NEW YORK: The permanent successor to controversial Jack Warner as president of the Central and North American Confederation will be voted in by a CONCACAF Congress scheduled for May 23 in Budapest.
CONCACAF frequently schedules its meetings in and around the annual FIFA Congress which is being staged over the succeeding two days then in the Hungarian capital.
Warner, Minister of Works in the Trinidad & Tobago government, had been due to continue as CONCACAF president until 2015. He had been re-elected unopposed last year for a sixth term.
However, he resigned months later and walked away from football rather than defend himself against bribery-linked allegations, which he denied, before the FIFA Ethics Committee.
Alfredo Hawit of Honduras is current acting president of CONCACAF which is not the only body which needs to replace Warner as president. So does the Caribbean Football Union. Many of its other leading officials received short bans or fines from FIFA for their involvement in events following a conference in Port of Spain last May when Qatari Mohamed Bin Hammam was pursuing, in vain, the FIFA presidency.

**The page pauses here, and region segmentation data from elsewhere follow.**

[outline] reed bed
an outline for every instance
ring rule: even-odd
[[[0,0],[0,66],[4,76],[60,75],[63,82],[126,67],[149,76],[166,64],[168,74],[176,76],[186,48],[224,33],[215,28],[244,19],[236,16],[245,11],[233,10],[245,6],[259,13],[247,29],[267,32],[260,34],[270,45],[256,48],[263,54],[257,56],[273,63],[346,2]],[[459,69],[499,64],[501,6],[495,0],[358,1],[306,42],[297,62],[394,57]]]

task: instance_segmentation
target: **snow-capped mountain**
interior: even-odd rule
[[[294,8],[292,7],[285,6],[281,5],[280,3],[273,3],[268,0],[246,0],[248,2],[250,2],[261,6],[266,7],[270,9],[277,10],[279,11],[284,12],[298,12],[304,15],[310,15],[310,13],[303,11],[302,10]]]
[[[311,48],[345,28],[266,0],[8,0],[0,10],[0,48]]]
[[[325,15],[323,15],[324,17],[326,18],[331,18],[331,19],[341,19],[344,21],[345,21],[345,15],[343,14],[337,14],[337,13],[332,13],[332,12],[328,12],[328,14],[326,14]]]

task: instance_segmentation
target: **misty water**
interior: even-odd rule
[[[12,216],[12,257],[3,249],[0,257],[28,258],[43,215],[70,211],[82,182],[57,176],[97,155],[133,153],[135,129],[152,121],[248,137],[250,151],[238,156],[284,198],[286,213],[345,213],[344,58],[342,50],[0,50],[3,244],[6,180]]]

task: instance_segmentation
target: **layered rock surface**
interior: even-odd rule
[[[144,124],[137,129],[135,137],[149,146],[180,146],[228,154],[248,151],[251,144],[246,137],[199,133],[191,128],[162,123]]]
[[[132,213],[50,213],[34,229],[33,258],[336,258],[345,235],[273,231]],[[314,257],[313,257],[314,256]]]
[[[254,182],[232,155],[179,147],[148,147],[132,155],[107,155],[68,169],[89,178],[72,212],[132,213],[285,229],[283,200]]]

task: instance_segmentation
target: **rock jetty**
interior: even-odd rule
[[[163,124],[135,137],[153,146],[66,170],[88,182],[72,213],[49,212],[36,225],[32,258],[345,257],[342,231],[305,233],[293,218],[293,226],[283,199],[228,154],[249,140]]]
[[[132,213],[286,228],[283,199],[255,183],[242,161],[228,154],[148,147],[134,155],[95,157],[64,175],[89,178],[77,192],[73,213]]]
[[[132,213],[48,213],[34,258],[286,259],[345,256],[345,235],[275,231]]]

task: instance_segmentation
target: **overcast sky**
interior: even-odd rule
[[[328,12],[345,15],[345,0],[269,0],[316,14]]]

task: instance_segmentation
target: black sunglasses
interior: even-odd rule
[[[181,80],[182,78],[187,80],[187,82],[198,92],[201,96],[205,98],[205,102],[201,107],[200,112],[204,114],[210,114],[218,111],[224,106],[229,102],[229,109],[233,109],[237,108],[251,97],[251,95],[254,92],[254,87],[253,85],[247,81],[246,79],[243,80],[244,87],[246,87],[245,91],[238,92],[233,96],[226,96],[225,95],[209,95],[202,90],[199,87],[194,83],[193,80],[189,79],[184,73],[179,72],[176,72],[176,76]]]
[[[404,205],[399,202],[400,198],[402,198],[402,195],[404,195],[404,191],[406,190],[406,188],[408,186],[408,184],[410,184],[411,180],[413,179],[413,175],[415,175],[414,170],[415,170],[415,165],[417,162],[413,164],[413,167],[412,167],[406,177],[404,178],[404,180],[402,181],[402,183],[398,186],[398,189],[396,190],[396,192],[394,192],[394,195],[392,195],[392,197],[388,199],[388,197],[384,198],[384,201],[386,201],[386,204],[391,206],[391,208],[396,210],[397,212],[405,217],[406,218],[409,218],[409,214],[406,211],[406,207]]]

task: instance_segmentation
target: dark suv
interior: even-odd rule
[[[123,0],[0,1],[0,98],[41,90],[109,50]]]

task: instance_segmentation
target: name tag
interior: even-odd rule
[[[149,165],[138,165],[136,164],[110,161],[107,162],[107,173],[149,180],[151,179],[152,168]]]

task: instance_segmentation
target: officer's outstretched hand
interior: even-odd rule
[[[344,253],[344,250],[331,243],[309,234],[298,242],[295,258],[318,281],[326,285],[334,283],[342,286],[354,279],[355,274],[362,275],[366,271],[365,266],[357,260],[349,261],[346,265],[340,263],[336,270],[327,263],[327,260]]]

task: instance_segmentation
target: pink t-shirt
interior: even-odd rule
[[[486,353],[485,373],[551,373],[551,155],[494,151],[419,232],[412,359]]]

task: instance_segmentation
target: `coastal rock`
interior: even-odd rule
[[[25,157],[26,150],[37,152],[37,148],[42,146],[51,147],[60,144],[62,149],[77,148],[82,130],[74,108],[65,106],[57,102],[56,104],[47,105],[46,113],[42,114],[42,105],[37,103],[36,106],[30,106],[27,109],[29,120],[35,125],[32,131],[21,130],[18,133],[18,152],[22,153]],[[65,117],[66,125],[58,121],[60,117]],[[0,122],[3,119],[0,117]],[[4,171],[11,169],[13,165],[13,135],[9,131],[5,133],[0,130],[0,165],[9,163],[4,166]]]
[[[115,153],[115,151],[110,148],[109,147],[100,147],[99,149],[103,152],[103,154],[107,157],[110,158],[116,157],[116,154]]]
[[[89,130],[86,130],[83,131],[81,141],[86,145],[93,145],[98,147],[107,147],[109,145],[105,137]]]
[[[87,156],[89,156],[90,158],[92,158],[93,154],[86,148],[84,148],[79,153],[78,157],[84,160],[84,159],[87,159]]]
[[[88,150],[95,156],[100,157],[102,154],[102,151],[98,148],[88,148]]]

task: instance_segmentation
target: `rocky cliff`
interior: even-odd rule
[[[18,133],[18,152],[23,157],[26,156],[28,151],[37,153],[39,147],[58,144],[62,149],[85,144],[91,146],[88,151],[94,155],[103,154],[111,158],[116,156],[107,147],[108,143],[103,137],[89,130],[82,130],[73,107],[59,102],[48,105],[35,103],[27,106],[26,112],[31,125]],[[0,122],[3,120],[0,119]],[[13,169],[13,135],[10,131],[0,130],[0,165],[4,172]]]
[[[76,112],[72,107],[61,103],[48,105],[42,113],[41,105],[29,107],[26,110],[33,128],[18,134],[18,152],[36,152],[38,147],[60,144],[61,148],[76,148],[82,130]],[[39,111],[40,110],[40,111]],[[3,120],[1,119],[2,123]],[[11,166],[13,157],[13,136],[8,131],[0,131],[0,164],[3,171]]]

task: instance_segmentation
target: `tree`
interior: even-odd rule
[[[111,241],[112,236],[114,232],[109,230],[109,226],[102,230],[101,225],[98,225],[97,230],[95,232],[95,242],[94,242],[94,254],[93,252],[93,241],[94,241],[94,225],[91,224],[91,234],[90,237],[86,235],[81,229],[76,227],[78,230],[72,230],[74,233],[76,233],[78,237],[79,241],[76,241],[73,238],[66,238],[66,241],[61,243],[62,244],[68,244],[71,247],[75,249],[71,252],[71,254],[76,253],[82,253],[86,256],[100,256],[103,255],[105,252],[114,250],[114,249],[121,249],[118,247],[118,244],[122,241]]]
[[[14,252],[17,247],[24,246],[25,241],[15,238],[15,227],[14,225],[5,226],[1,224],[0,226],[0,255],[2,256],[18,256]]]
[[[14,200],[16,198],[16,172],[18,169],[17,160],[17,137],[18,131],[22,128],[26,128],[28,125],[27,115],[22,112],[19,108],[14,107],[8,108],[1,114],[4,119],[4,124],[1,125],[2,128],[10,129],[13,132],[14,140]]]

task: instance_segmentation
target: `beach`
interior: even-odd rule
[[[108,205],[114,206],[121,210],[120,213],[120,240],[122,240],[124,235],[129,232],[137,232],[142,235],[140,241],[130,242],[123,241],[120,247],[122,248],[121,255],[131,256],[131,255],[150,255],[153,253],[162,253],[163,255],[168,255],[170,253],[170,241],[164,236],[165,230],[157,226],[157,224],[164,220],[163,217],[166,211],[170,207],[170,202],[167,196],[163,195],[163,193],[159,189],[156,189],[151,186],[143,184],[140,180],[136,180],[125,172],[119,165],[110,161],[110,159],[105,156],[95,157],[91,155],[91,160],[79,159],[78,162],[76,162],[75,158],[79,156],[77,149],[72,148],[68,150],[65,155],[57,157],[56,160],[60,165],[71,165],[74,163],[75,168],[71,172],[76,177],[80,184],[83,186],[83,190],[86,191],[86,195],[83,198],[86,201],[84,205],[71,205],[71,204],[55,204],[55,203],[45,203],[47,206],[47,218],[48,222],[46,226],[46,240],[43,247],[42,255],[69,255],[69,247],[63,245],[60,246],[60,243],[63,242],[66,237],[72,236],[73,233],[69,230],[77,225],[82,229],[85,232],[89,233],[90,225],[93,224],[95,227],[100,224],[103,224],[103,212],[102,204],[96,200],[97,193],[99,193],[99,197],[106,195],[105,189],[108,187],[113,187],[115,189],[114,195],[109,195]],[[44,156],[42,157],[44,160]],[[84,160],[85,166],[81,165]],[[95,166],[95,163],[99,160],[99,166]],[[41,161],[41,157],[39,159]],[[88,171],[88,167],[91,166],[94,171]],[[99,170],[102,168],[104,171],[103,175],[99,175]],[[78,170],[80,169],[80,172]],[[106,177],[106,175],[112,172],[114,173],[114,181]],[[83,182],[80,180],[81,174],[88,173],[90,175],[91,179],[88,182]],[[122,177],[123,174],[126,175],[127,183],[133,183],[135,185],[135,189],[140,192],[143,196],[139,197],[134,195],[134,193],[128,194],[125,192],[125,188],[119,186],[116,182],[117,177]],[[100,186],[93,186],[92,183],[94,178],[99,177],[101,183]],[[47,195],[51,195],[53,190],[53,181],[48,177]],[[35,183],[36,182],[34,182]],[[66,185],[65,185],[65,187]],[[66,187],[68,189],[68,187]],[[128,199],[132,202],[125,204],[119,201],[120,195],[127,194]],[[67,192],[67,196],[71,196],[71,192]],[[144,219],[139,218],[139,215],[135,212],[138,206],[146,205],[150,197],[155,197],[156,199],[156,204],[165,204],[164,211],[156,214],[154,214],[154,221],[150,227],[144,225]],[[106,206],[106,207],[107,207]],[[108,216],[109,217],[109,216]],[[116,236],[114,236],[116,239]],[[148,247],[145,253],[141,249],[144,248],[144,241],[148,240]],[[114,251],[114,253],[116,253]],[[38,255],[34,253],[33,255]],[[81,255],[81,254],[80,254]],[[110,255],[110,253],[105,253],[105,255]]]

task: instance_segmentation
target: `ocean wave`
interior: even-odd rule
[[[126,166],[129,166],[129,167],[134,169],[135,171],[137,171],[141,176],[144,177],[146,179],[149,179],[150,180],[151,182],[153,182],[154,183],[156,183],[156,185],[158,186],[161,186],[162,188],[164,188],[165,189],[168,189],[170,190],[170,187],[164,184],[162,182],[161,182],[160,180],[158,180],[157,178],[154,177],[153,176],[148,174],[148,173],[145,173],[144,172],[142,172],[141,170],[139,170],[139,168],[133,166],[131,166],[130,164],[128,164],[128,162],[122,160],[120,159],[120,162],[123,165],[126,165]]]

The ‘whistle-blower,’ FIFA exco member Chuck Blazer, stepped down as general secretary of CONCACAF last December.
Warner has since become embroiled in further controversy over a total of $750,000 provided by both FIFA and the South Korean federation towards aid work in Haiti after the 2010 earthquake there.
He has stated an intention to sue the Trinidad Express newspaper and journalist Lasana Liburd for allegations that very little of the money ever reached the Haiti federation.
The FHF president, Yves Jean-Bart, has claimed his organisation received only $60,000.